Unexpectedly, Eurozone industrial production grew by 0.8% month-on-month, surpassing economists’ 0.1% forecast

by VT Markets
/
Dec 15, 2025

Eurozone industrial production increased by 0.8% in October, defying expectations of a 0.1% rise. This follows a smaller increase of 0.2% in September.

Year-on-year, industrial output grew by 2% in October, compared to 1.2% previously. The data positively influenced the Euro, with EUR/USD rising to around 1.1745.

On the currency market, the Euro showed strength, especially against the New Zealand Dollar. The base currency is taken from the left column and pairs with the quote currency from the top row in the heat map provided.

The Euro showed a 0.03% increase against the US Dollar and decreased by 0.14% compared to the British Pound. Meanwhile, the Euro was down by 0.56% against the Japanese Yen.

The currency movements indicate changing dynamics and responses to the latest economic data. Markets remain focused on upcoming key data releases and respective announcements from central banks.

We recall the strong Eurozone industrial production numbers from October, which showed an unexpected 0.8% rise and gave a boost to the Euro. However, the most recent data for November, which we saw released last week, showed growth slowing significantly to just 0.2%, missing forecasts. This suggests the industrial rebound we saw two months ago may already be losing momentum as we head into the new year.

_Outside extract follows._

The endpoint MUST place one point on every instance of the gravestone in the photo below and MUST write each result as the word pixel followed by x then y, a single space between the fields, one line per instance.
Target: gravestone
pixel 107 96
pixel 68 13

The European Central Bank is watching this slowdown carefully, especially since the latest flash estimate for November inflation came in slightly above expectations at 2.5%. This puts the central bank in a tough spot, as weaker growth and sticky inflation make future interest rate cuts less certain. We believe this will keep the Euro trading in a tight range, as bulls and bears find reasons to support their case.

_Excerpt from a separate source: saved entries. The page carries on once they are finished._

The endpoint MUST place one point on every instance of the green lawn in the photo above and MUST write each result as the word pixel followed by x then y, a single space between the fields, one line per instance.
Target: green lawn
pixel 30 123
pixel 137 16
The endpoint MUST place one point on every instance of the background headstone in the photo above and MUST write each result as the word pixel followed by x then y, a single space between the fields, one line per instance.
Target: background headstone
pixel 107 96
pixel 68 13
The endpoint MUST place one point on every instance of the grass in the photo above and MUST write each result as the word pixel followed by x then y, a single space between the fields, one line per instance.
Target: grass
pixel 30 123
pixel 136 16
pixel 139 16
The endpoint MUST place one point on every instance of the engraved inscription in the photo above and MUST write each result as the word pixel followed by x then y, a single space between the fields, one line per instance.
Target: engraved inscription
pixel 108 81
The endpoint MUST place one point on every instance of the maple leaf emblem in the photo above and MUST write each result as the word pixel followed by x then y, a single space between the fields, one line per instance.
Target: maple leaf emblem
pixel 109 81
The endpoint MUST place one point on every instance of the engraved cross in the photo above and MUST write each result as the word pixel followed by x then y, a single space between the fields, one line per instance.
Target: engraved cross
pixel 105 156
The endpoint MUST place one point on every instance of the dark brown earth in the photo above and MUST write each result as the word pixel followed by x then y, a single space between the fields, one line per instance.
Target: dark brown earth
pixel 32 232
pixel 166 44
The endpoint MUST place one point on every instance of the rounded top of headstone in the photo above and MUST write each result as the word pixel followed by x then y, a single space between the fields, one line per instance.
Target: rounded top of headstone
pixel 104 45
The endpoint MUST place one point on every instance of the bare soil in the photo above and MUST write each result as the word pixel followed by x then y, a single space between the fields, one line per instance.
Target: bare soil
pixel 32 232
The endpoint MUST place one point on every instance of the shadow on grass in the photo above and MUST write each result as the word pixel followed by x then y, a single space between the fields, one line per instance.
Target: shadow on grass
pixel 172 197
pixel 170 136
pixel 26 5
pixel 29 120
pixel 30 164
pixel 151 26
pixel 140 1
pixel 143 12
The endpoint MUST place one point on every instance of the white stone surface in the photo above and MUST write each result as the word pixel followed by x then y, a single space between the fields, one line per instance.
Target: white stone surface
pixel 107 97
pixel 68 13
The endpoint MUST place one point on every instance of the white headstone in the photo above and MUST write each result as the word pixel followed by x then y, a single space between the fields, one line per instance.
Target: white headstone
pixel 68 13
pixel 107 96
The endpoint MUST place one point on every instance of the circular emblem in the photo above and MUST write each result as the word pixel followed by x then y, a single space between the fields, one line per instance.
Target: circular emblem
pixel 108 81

For derivative traders, this growing uncertainty is the key factor for the coming weeks. Implied volatility on EUR/USD options has risen from around 7% to 7.8% since the start of December, reflecting the market’s indecision. This environment makes strategies like long straddles or strangles more appealing, as they can profit from a large price move in either direction without needing to guess the trend correctly.

Looking at the futures market, the EUR/USD contract is currently holding near 1.1820, facing resistance around the 1.1900 level it failed to break in late November. The market’s reaction to the upcoming US retail sales data will be critical. A weak US number could provide the catalyst for a breakout, but until then, we expect traders to favor range-bound strategies with defined risk.